Genre of the Day - Cumbia turra
Album of the Day - Me declaro culpable [I Plead Guilty] by Nene Malo (2012)
June 10, 2024
Today’s genre can be summed up in a few single truths that invite deeper exploration: the economy is simply not Argentina’s strong suit. Music trends shift with the economy. People in the early 2010s had a moment with the saxophone. The creation of sampling was a mare’s nest in how we think about music.
Forgive me for drawing some wide conclusions to begin with, but a bird’s eye view is indispensable to understand cumbia turra, mostly because we’ve reached another genre that inhabits the domains of the clubs and the streets with very little accessible information online. Cumbia is a term that only vaguely gestures towards a musical sea, and each little genre within the danceable rhythms stretching across Latin America and incorporating its history of indigenous, African, and European musical agglomerations that fall under cumbia are like the abundant creatures of the sea. They all live in the same ocean, but they’re all thoroughly different; just as each animal fills an ecological niche, each form of cumbia reflects the sounds and particularities of the region it hails from. Cumbia turra brings us back to a late aughts Argentina, where an increasingly destitute middle class sought out musical panacea just as American millennials shook their financial anxieties off with the abandon of Eurohouse-derived four-on-the-floor stompers by the likes of Lady Gaga and the Black Eyed Peas.

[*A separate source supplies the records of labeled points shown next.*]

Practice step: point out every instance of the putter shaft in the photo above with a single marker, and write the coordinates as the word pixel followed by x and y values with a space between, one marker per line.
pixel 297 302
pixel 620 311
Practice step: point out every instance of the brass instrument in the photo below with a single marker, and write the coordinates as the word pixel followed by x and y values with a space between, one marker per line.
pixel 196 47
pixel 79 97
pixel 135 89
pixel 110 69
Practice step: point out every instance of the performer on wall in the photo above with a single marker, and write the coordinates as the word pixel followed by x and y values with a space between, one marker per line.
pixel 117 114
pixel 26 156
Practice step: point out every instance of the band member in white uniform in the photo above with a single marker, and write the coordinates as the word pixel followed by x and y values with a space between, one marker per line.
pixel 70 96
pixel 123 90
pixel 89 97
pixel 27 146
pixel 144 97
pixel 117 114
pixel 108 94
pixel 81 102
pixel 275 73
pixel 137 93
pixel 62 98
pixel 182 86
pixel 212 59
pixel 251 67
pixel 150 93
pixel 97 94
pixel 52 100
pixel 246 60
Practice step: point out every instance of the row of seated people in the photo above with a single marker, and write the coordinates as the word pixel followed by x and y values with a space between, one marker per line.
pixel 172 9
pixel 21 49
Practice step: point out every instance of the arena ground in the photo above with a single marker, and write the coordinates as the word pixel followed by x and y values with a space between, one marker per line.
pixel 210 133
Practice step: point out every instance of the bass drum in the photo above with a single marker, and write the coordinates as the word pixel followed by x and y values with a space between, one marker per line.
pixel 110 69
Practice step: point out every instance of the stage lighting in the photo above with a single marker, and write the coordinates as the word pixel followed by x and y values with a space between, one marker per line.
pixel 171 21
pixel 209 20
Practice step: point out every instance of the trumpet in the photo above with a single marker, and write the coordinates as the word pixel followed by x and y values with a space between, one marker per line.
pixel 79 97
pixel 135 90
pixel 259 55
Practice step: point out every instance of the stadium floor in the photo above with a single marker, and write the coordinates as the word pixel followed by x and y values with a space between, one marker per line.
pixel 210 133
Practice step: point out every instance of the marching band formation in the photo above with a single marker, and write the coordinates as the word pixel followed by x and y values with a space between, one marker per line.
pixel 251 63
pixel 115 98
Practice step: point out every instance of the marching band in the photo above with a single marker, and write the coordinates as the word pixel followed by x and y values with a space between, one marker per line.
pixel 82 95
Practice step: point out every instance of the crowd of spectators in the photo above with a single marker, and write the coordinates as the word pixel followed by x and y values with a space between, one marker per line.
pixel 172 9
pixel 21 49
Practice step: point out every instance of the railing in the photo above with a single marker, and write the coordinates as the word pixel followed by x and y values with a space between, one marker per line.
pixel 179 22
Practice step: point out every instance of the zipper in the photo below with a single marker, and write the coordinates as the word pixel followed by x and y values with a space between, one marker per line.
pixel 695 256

Reggeaton had ascended to pan-regional powerhouse by the end of the 2000s, and cumbia turra artists heavily drew upon it as well as cumbia villera, the simple cumbia productions of Argentina’s slum towns, in refacing cumbia for a digital age. Though the country’s producers like Bizarrap now favor a crisp sleekness in designing the of Argentine pop, cumbia turra had no interest in chasing over-sophistication and instead made loose, blown-out music that matched the young and increasingly poorer middle class’ desire to escape their feelings of unease. Unapologetic sonic maximalism was the name of the game. Producers made liberal use of the human right to sample. The use of the word turro, which means shameless in Buenos Aires’ urban slang and is used to describe the variety of youth who might sport Adidas and listen to reggaeton, underlines the genre’s against-the-grain, reckless-abandon skew.
The duo Nene Malo, composed of Franco Zeta and Daniel Vazquez, takes us on a short, wild, slang-laden ride of an album. It reminds us that the best nights’ moments aren’t spread out across a very long time: they come in rushes and blips. With firework-like ferocity, the hit “Bailan Rochas y Chetas” introduces us to their carefree world; the emcee’s delivery is cartoonishly roaring and insistent, and saxophone paired with Eurodance breakdowns between flashes of reggaeton are engineered to push any wallflower out onto the floor. Beyond the rhythmic variety, Nene Malo catch the ear by employing the iconic saxophone of 2003’s megahit “Destination Calabria” on “El Garrote.” There’s been a renewed interest in and scorn towards what comes across as clichéd sampling, as TikTok has ushered in an era of any song from any era being able to resurface and storm the charts, and myriad artists chase virality through sample uses that might garner the most views and hype for a song. Is it a shortcut to get people to dance by getting them to recognize a different composition as you weave it into your own? Yes. Is it wrong to be so obvious? Only if you don’t want people to dance, Nene Malo and other cumbia turra artists might wink. No matter your thoughts, they prove to naysayers that they don’t only depend on recognizable samples: the car race anthem “Chetos y Cumbieros” is hypnotic, harnessing the power of digital reggaeton delirium, Autotune, and an endless slew of sax to render the listener helpless to the groove. If economic strength was defined by musical potency, Argentina’s inflation could be fixed overnight.
Charles Mingus once wrote and recorded an instrumental piece called "Cumbia and Jazz Fusion", which combined those two genres. It starts out as a normal jazz piece with a Latin tinge and then moves into Mingus doing a sort of Black Power retort to the lyrics of "Shortinin' Bread"!